The other pillar of water safety, the Corp of Engineers teach is the practice of “reach, throw, don’t go.” If someone is drowning, or having trouble staying above water do not jump in the water to help them. Instead, England said to try to reach them with something, a paddle or something to pull them in. If you are unable to reach them, throw them something that can be buoyant, or help them catch their breath, like a life jacket. 

He reiterated that people should not jump in to help someone drowning, as the potential for the rescuer to drown increases, due to the panic of the situation. If the reach or throw did not work, England said the best bet is to start yelling for help. Emergency services should be called at the beginning of the crisis. 

Another precaution to take is not drinking alcohol around water. 

“Alcohol and water don’t mix… You get this disorientated and your likelihood of drowning goes up exponentially, the more drunk you get. That goes from boating to just swimming at one of our beaches. If you’re around the water, you really shouldn’t be consuming heavy alcohol products. That just gets dangerous,” England said. 

Many accidents can be avoided by having someone else with you when around water. 

“You’re supposed to always have a swimming buddy. In fact, to parents, we tell them that there should always be a watcher over the kids,” England said. 

A misconception about drowning is that it is immediately noticeable to others, but it is often not noticed until it is too late. This is why having a parent or lifeguard whose sole job is watching the kids while in the water is so important.

“Drowning can happen so quickly and a lot of times it’s actually silent. It’s not like what we see in movies and TV shows. It’s not flailing around and screaming. It’s sinking underneath the water and not coming back up,” England said. 

With the recent drownings on the Chattahoochee, England asks everyone, especially those on the river, to pay attention to weather advisories. 
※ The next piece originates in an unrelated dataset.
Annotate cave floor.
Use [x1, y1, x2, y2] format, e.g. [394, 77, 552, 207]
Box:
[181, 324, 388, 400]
“Water levels, especially rivers and streams can fluctuate really fast, especially during a flood or flash flood. So we recommend never being out on the water if it’s turbulent, brown, and rapid,” England said. 

The Army Corps of Engineers releases when they are releasing water from dams that will affect the water level of local waterways. The National Weather Service also alerts the public of heavy rainfall or flash flooding. 

For those doing water sports on the river, including kayaking, canoeing or rafting, England asks that they have a plan. He suggests that people not go alone on the river but if they do, tell someone the route, departure and exit point on the river, and how long it is estimated to take, updating them along the way.

“Notice when that water turns brown and rapid. A lot of the time we will see these fatal accidents happen because of underwater logs or trees or stems that have been ripped out of the ground and now are flowing down the stream…They could be two or three inches underneath the water and you’d never see it but they could potentially hit your kayak and flip you,” England explained.

He added that when streams or rivers are murky or brown it should only last a day or two, after which the mud will settle and the river will be safe to navigate again.

England comes back to the seatbelt analogy when explaining the biggest deterrent to accidents, wearing a lifejacket. 

“Back in like the 60s and 70s when they’re trying to get the seat belt to be a big thing. And there’s much pushback from it,” England said. “They’re uncomfortable or whatever and we kind of hear those same sentiments to life jackets. I don’t want to wear this big, bulky life jacket… There are so many different types of life jackets now. There are ways to get around the uncomfortableness of it. But it’s a life or death thing and that life jacket can save your life.”